What is Multiple Sclerosis (MS) ?
Multiple Sclerosis (MS) is an autoimmune disease that produces antibodies against components of the myelin sheath that surrounds that nerve fibers causing demyelination, causes communication problems between your brain and the rest of your body. Eventually, the disease can cause permanent damage or deterioration of the nerves.
There are four clinical subtypes of multiple sclerosis (MS):
Clinically isolated syndrome (CIS): a patient’s initial symptom characteristic of CNS demyelination that may be due to MS but does not fulfill the criteria of dissemination in time. Approximately 60% of individuals diagnosed with CIS will later relapse and be diagnosed with MS.
Relapsing-remitting multiple sclerosis (RRMS): episodic flare-ups occurring over days to weeks between periods of neurologic stability. During attacks, new symptoms may present, whereas previous symptoms may worsen.
Secondary progressive multiple sclerosis (SPMS): a gradual decline in disease status after an initial relapsing-remitting disease course. Progressive phase may be associated with acute exacerbations. SPMS is often diagnosed retrospectively.
Primary progressive multiple sclerosis (PPMS): a progressive decline in disease status and accumulation of disability from onset of disease without an initial relapsing-remitting disease course.

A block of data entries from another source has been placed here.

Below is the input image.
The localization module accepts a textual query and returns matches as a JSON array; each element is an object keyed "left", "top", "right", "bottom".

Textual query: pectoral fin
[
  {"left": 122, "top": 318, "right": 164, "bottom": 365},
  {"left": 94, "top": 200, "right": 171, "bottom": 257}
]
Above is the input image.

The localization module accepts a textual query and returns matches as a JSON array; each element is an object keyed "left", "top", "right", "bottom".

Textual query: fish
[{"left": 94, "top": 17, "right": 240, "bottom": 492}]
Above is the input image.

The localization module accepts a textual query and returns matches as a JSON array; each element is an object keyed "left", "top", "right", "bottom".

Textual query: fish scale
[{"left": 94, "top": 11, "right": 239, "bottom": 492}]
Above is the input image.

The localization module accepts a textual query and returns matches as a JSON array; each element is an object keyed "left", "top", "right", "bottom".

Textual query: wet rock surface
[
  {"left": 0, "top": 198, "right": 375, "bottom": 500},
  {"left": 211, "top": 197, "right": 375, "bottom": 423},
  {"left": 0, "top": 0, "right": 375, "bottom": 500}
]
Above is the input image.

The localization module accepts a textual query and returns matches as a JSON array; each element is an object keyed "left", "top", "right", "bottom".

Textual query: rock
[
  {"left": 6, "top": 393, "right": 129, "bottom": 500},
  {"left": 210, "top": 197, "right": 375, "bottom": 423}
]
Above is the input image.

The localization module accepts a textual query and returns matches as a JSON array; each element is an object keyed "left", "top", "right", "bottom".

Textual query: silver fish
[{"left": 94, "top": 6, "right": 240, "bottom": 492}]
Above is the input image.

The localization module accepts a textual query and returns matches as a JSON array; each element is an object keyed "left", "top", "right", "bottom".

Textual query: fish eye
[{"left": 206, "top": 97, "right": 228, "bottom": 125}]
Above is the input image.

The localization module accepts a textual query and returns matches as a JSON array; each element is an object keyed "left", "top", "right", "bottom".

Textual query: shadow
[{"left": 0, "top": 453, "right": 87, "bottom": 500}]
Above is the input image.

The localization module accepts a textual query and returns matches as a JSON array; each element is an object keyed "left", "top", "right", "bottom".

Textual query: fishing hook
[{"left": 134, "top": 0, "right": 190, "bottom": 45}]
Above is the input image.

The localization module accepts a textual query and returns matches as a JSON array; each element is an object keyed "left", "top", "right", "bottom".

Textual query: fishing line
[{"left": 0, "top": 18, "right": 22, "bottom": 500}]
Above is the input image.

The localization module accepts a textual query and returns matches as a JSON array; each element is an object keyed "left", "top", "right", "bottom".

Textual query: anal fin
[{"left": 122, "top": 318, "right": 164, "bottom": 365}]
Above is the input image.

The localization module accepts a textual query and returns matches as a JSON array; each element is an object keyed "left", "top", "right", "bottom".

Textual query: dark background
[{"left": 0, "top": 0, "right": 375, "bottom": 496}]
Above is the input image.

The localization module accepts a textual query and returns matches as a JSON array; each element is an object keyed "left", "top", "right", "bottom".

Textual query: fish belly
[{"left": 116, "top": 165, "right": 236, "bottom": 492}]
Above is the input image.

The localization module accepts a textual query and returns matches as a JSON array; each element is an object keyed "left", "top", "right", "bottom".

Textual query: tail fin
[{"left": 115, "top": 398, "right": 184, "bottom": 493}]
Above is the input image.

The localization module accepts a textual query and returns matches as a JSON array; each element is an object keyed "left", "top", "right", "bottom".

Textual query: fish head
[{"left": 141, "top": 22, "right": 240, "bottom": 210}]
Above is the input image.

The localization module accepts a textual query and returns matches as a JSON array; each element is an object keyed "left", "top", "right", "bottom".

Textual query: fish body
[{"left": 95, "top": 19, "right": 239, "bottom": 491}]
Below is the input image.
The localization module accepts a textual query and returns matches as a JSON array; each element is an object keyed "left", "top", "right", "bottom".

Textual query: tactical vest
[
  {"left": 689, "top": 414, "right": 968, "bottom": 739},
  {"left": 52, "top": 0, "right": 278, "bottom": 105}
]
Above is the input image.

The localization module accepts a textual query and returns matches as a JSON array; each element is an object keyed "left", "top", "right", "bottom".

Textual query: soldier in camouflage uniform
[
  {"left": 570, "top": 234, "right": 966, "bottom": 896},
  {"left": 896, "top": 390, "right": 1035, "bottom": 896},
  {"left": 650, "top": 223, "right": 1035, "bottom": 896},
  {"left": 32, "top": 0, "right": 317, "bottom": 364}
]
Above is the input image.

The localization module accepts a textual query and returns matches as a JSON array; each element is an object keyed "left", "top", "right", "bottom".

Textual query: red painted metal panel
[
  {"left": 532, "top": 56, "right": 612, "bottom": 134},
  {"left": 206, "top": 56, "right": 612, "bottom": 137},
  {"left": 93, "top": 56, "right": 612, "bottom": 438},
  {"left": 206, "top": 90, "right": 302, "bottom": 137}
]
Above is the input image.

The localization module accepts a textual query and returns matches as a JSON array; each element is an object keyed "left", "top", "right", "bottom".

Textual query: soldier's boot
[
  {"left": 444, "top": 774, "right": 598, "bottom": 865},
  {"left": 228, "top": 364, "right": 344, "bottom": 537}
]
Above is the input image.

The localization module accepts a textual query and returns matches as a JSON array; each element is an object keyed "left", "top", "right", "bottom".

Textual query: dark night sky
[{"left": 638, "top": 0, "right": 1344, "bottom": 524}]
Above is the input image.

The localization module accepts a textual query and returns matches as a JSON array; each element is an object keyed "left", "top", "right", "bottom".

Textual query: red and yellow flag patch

MS is a complex condition that is multifactorial, and although advances in genomics and immunology have increased our understanding of the disease process, much is yet to be discovered. It most often affects Caucasian women in their 2nd and 3rd generations of life and is more common in those with first-degree relatives with the disease.
Women (worldwide): 3.6 cases/100,000 person-years
Men (worldwide): 2.0 cases/100,000 person-years.
- T-cells and B-cells are excessively produced against the myelin sheath.
- Dysregulation and mistaken antigen identity lead CD4 T-cells to cross the blood–brain barrier and recognize proteins on the surface of the myelin sheath.
- Cytokines, interferon-γ, and tumor necrosis factor-α are subsequently released, and activation of macrophages and B-cells leads to myelin destruction.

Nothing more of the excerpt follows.